LJUBLJANA.- The Ljubljana Biennial of Graphic Arts announced the opening of its 33rd edition, entitled Crack Up - Crack Down, on the 7th June in Ljubljana, Slovenia. Marking the curatorial debut of art collective Slavs and Tatars, Crack Up – Crack Down celebrates the legacy built since the Biennial’s formation in 1955 by exploring the work of both internationally recognised and emerging contemporary artists across nine different venues within the city.

Crack Up – Crack Down takes an expansive view of the genre of satire; curators Slavs and Tatars propose to consider ‘the graphic’ not as a medium, but as an agency, particularly how graphic language engenders a form of infra-politics such as irony or ridicule, as a particularly resilient and contemporary form of critique.

As well as major works by renowned international artists such as Nicole Wermers and Martine Gutierrez, the Biennial welcomes new commissions from Lawrence Abu Hamdan, Hamja Ahsan, Pablo Bronstein, Cevdet Erek, Arthur Fournier, Raphael Koenig, Flaka Haliti, Zhanna Kadyrova, Dozie Kanu, Marlie Mul, Woody De Othello, Alenka Pirman and KULA, Amanda Ross-Ho, Endre Tót, Martina Vacheva, Xiyadie and Honza Zamojski.

Alongside an impressive selection of new and major commissions, the public programme of Crack Up – Crack Down explores the performative and discursive iterations of comedy and satire through historical, contemporary, regional and international contexts.
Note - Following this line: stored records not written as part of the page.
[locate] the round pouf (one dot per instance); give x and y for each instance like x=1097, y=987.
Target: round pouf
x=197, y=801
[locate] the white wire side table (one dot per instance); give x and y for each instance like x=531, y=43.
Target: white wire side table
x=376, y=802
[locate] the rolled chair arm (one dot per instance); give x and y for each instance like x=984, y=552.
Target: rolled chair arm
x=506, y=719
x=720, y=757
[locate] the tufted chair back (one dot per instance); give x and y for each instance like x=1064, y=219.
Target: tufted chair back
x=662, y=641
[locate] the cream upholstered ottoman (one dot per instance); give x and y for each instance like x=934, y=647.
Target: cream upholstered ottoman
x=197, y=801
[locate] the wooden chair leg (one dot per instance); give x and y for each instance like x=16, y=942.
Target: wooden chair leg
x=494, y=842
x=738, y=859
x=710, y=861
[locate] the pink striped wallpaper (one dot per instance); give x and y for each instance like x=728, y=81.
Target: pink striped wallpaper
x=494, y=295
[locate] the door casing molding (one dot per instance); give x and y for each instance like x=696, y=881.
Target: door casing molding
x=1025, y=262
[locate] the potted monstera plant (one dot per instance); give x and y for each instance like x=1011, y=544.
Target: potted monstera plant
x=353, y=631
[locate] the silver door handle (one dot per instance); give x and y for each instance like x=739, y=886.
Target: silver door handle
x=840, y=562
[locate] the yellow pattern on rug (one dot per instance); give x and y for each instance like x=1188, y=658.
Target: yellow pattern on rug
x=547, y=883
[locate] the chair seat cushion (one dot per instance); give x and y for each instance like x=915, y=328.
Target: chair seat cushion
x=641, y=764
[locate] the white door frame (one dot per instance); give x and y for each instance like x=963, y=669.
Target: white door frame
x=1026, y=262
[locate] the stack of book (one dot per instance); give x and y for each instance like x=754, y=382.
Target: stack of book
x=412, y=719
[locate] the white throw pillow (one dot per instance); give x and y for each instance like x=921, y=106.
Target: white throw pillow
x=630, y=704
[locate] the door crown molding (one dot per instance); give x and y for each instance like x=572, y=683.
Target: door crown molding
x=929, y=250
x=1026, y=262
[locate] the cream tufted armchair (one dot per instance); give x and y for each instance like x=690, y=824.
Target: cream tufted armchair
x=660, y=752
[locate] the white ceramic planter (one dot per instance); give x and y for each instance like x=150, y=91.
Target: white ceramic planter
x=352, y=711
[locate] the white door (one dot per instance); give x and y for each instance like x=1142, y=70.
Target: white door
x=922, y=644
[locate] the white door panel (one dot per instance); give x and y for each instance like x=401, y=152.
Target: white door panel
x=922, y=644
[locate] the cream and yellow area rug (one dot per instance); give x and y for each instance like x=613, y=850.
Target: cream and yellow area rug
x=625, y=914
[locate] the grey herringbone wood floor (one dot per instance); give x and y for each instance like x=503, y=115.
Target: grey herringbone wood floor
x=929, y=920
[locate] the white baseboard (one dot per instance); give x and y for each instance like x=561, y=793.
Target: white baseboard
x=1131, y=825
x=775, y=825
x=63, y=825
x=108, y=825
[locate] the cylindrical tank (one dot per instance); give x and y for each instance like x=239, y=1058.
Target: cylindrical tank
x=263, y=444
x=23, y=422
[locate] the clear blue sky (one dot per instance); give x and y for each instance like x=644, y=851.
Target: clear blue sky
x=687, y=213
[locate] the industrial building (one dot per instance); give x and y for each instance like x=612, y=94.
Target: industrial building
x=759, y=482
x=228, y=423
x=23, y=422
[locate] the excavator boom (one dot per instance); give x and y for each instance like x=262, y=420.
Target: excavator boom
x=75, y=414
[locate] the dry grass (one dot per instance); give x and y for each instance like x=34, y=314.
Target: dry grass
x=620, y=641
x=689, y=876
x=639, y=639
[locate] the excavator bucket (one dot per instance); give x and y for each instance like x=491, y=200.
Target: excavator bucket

Satire, comedy and humour are explored in a series of talks as a forum for the limits of language, affect and criticism.

The Ljubljana Biennial of Graphic Arts, the third oldest biennial in the world, was founded in 1955 and led by Zoran Kržišnik. The Biennial established itself as an event that presents art in a “global” context during the post-war decades, regularly hosting artists from both sides of the Iron Curtain and very early on, transcending the Eurocentric viewpoint by showing art works from the Third World, in particular the non-aligned countries.

At a local level, the Biennial has been a significant inspiration and support to Slovene artists, bringing them closer to international cultural developments. It was in the context of such close ties that the Ljubljana Graphic School developed.

The Biennial took shape during a period when Pop art was coming to the fore in both Great Britain and the United States when printmaking and its reproductive techniques perfectly captured the disposition of art and society in general. Post-war capitalism, consumer society and the loose division between so-called “high” and “low” culture greatly affected the production of art.

In the 1990s, as the global and local political landscape changed, as well as new cultural and technological developments, the Biennial extended beyond the boundaries of the printmaking medium and today includes various modes of artistic expression.

Slavs and Tatars is an internationally-renowned art collective devoted to an area east of the former Berlin Wall and west of the Great Wall of China known as Eurasia. The collective’s practice is based on three activities: exhibitions, publications and lecture-performances. Their work has been the subject of solo exhibitions at the Museum of Modern Art, NY; Salt, Istanbul; Vienna Secession, Kunsthalle Zurich; Albertinum, Dresden; and Ujazdowski Centre for Contemporary Art, Warsaw; among others.

Their public lectures have been presented at leading universities including Stanford University, Princeton University, University of Warsaw, Columbia University, and Leibniz University of Hannover. In addition to their translation of the legendary Azerbaijani satirical periodical Molla Nasreddin (currently in its 2nd edition with I.B Tauris), Slavs and Tatars have published ten books to date, most recently Wripped Scripped (Hatje Cantz, 2018) on the politics of alphabets and transliteration. In 2018, Slavs and Tatars launched two mentorship-residency programs for young practitioners, researchers, and curators from their regional remit.

Slavs and Tatars’ work is currently included in the main exhibition of the 58th Venice Biennale “May You Live in Interesting Times” curated by Ralph Rugoff. The 33rd edition of the Ljubljana Biennial of Graphic Arts is their curatorial debut.